Throughout the week, we've hosted two challenges meant to build practical data science skills. These challenges are sponsored by ELM, and the winner team in each track will recognized and awarded prizes at the end.
To join either challenge, submit and follow the instruction on https://huggingface.co/Elm-Challenges
Large Language Models (LLMs) have demonstrated incredible capabilities, but they are prone to "hallucinations"— generation of factually incorrect or nonsense information. This issue is particularly prevalent in Arabic, where training data is scarce compared to English.

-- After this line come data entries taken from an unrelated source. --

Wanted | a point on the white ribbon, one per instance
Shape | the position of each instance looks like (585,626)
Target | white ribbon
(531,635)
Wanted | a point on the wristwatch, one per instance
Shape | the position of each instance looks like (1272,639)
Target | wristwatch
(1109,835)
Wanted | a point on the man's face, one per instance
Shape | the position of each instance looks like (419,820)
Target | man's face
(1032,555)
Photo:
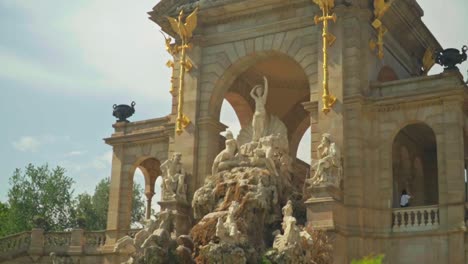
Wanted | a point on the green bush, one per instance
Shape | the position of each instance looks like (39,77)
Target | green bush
(369,260)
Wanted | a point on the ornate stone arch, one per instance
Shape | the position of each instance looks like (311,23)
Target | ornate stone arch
(223,63)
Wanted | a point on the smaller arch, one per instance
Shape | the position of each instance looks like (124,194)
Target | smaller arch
(387,74)
(241,107)
(151,170)
(415,164)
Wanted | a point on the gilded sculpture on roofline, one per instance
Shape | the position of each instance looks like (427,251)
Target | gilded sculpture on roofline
(327,168)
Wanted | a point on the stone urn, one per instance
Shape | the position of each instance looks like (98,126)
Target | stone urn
(122,112)
(449,58)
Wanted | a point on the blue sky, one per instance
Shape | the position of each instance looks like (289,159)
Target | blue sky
(63,64)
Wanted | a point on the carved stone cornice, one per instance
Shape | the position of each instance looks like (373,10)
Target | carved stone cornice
(146,130)
(211,122)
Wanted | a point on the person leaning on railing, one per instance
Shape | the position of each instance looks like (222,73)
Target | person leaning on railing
(405,198)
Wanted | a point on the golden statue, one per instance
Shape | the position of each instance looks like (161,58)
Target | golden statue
(173,50)
(328,40)
(379,44)
(380,8)
(428,60)
(185,32)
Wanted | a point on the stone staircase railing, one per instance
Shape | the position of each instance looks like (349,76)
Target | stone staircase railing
(421,218)
(14,245)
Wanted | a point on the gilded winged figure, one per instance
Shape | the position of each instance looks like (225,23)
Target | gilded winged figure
(381,7)
(325,4)
(184,30)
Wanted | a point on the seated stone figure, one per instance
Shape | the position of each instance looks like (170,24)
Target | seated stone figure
(260,160)
(328,169)
(227,154)
(173,178)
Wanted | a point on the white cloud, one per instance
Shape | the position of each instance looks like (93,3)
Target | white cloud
(120,49)
(75,153)
(102,162)
(27,144)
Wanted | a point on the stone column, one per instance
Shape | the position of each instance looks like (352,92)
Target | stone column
(120,197)
(451,178)
(149,198)
(77,241)
(312,108)
(36,248)
(209,130)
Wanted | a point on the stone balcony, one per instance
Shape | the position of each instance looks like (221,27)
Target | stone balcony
(414,219)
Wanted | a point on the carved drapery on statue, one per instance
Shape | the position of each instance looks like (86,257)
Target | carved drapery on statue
(173,185)
(250,181)
(327,168)
(156,241)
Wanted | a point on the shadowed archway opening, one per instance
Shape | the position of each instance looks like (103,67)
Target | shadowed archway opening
(288,89)
(415,165)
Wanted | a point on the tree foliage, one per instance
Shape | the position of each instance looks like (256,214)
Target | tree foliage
(39,191)
(4,221)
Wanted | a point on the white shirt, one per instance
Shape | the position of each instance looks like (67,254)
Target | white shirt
(404,199)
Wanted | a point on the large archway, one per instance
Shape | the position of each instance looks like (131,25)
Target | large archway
(288,89)
(415,165)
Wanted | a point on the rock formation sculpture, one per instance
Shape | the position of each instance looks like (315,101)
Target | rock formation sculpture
(259,93)
(173,186)
(227,154)
(155,242)
(328,167)
(291,246)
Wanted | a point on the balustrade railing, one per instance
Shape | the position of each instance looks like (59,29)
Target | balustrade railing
(14,244)
(57,241)
(419,218)
(94,240)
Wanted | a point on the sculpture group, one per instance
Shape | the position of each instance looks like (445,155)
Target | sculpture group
(239,205)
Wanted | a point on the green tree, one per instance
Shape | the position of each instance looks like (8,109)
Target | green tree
(4,222)
(39,191)
(94,208)
(369,260)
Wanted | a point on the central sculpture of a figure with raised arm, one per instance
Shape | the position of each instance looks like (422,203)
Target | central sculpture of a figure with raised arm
(259,93)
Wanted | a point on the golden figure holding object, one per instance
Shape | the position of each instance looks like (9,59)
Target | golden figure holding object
(380,8)
(428,60)
(328,40)
(185,32)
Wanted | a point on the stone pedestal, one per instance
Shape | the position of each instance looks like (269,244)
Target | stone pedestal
(322,206)
(77,241)
(183,219)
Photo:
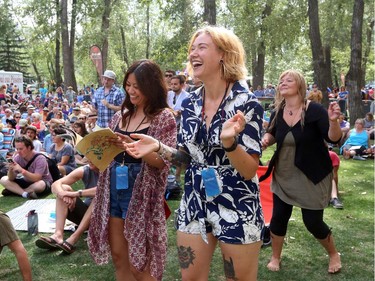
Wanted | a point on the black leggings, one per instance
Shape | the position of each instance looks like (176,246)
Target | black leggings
(313,219)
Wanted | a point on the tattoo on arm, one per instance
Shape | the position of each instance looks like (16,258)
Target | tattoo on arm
(186,256)
(229,271)
(177,157)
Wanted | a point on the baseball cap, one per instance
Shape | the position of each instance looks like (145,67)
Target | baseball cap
(109,74)
(31,128)
(11,121)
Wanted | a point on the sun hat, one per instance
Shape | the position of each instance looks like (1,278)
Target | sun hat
(109,74)
(23,123)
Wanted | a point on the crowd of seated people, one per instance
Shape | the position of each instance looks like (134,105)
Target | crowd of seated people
(357,143)
(42,119)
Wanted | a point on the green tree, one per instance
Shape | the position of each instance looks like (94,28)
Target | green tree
(13,55)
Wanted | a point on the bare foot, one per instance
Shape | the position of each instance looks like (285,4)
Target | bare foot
(334,263)
(274,264)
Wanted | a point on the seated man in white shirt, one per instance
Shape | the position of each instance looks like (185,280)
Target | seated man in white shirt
(31,132)
(28,173)
(70,206)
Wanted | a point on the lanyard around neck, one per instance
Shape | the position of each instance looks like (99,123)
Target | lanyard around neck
(204,99)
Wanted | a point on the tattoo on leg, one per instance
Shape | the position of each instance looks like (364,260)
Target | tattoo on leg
(229,269)
(186,256)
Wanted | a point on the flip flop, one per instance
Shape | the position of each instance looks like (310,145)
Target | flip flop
(67,247)
(46,243)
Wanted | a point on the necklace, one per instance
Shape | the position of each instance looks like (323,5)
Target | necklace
(144,118)
(204,116)
(291,113)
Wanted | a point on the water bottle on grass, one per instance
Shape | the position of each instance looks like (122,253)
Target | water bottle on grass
(32,222)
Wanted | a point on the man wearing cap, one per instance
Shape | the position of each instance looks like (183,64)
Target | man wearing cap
(25,177)
(75,115)
(22,125)
(107,99)
(8,115)
(70,94)
(27,115)
(31,132)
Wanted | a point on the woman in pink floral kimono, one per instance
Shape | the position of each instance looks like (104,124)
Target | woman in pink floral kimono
(128,218)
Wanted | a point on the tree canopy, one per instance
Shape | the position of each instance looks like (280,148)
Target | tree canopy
(275,35)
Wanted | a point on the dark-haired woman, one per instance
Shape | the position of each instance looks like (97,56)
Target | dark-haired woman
(219,142)
(62,152)
(80,128)
(128,219)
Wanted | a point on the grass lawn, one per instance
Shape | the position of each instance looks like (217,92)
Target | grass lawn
(303,257)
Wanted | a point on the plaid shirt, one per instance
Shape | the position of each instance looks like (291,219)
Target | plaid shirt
(115,97)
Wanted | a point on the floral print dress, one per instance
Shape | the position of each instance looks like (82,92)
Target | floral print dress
(235,215)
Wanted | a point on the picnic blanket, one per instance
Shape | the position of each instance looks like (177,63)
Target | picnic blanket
(45,208)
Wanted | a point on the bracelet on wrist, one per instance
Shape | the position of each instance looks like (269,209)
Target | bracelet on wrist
(232,147)
(157,151)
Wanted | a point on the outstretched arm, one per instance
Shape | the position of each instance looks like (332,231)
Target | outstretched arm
(146,144)
(246,164)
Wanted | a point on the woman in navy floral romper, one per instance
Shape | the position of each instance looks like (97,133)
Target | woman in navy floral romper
(219,142)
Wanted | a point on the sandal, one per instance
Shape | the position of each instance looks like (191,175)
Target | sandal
(46,243)
(67,247)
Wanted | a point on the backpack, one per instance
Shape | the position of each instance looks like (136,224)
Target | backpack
(52,166)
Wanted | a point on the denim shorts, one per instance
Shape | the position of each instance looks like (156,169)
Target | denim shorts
(120,198)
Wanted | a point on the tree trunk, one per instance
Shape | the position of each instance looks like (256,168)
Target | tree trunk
(105,30)
(72,43)
(369,31)
(148,35)
(69,78)
(320,54)
(57,71)
(260,58)
(209,14)
(258,66)
(38,77)
(124,48)
(354,76)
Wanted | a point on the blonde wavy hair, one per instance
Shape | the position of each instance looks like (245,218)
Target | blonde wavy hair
(279,101)
(233,63)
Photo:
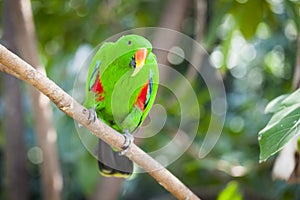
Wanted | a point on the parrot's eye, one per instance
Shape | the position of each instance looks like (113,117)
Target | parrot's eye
(132,63)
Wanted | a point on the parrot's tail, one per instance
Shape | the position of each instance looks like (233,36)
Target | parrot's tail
(111,163)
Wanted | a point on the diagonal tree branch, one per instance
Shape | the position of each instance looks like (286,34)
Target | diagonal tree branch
(72,108)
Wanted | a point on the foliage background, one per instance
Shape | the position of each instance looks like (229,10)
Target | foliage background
(253,44)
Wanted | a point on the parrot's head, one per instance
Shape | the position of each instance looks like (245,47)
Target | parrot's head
(137,49)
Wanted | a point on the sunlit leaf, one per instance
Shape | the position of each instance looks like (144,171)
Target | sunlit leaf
(275,104)
(283,125)
(248,15)
(231,192)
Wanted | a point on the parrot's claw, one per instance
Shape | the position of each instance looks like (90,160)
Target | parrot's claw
(92,115)
(128,141)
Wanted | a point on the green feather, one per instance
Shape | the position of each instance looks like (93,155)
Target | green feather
(112,62)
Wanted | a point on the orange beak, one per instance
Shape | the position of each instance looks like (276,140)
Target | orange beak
(140,58)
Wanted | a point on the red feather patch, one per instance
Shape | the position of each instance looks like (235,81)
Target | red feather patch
(141,100)
(98,88)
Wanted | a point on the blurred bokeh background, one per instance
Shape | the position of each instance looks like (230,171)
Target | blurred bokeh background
(252,43)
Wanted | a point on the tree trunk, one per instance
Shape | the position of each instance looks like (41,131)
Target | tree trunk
(24,38)
(17,178)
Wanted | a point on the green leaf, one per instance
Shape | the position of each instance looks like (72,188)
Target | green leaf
(231,192)
(292,99)
(282,127)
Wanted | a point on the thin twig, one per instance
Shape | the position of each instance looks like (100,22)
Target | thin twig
(72,108)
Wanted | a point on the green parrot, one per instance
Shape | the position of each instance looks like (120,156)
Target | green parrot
(120,90)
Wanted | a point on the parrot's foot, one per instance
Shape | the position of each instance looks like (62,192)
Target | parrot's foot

In this task, "Mushroom Hunting in Arabic LLMs," participants will act as "Red Teamers." Your goal is to identify the "poisonous mushrooms" (which trigger hallucinations) in a specific Arabic-capable LLM. You will construct a dataset of Arabic prompts designed to trigger hallucinations, accompanied by the ground-truth correct answers.
Theme: Detecting GenAI & Sophisticated Manipulation in Public Media
As Generative AI becomes mainstream, the line between reality and synthetic media is blurring. On social media, "perfect" AI influencers are indistinguishable from humans, and in real estate, "virtual staging" can mislead buyers by hiding structural flaws.
Existing content moderation tools often check for "Community Guidelines" (violence, hate speech) but fail to detect Authenticity. This hackathon challenges you to build a two-module system that identifies GenAI-generated or heavily manipulated images in high-stakes public domains (Social Media & Real Estate).